No increase in blood transfusions during liver transplantation since the withdrawal of aprotinin
This study was presented as an oral presentation at the 18th Annual International Congress of the International Liver Transplantation Society (May 16-19, 2012).
The authors have no grants, financial support, or conflicts of interest to report.
The aims of this study were to determine whether the withdrawal of aprotinin (APRO) led to an increased bleeding risk in patients undergoing orthotopic liver transplantation (OLT). A retrospective analysis compared consecutive patients undergoing OLT and treated with aprotinin (APRO group; n = 100) with a group in which aprotinin was not used (no-APRO group; n = 100). Propensity score matching was then performed for each group to identify 2 matched cohorts. Patients were matched by their primary diagnoses and Model for End-Stage Liver Disease scores. This resulted in 2 matched cohorts with 55 patients in each group. None of the patients in the APRO group had significant fibrinolysis. In the no-APRO group, 23.6% of the patients developed fibrinolysis (P < 0.003). Tranexamic acid was used in 61.5% of the patients (n = 8) in the no-APRO group in whom lysis was present, and this resolved the fibrinolysis in all but 1 of these patients. There were no differences in red blood cell, fresh frozen plasma, platelet concentrate, or cryoprecipitate transfusions between the 2 groups. In conclusion, we have shown a significant increase in the prevalence of fibrinolysis during OLT since the withdrawal of APRO. However, there has been no increase in transfusion requirements. Liver Transpl 20:584-590, 2014. © 2014 AASLD.

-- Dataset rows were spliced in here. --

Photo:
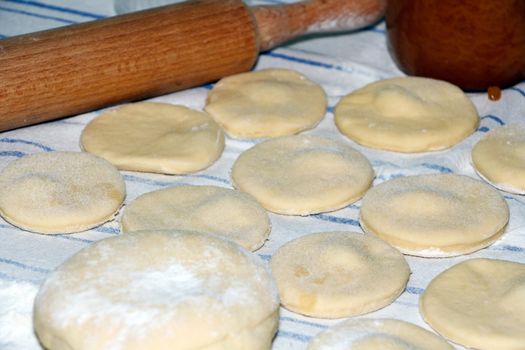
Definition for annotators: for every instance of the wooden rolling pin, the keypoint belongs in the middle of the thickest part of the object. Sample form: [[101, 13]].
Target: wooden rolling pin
[[78, 68]]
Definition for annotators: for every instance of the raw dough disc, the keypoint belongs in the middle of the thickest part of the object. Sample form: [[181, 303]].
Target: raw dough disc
[[158, 290], [479, 303], [500, 158], [266, 103], [231, 214], [407, 114], [435, 215], [155, 137], [375, 334], [301, 175], [60, 192], [338, 274]]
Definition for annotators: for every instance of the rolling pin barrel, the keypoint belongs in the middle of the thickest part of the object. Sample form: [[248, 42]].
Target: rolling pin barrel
[[78, 68]]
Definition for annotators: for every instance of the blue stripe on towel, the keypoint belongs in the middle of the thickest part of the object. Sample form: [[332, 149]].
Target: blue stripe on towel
[[57, 8], [32, 14]]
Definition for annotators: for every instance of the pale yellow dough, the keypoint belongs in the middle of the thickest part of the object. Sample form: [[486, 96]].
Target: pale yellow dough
[[435, 215], [338, 274], [500, 158], [231, 214], [408, 114], [155, 137], [479, 303], [158, 290], [60, 192], [377, 334], [301, 175], [266, 103]]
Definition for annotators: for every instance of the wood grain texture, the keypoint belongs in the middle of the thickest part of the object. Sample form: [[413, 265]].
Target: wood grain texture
[[278, 24], [78, 68]]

Orthotopic liver transplantation (OLT) for end-stage liver disease can be associated with large amounts of bleeding and blood component transfusions. Portal hypertension, platelet dysfunction, and coagulopathy mean that patients undergoing OLT are at increased risk for bleeding. End-stage liver disease is associated with increased fibrinolytic activity, and this can be exacerbated during OLT, particularly during the anhepatic and early postreperfusion periods, and lead to excess bleeding. Since the late 1980s, aprotinin (APRO), a serine protease an inhibitor of plasmin and, at higher doses, kallikrein, have been used at many institutions to reduce the incidence of bleeding caused by fibrinolysis during OLT. The first multicenter, randomized study by Porte et al. showed that the intraoperative use of APRO in patients undergoing OLT significantly reduced blood transfusion requirements, and other groups have reported similar findings.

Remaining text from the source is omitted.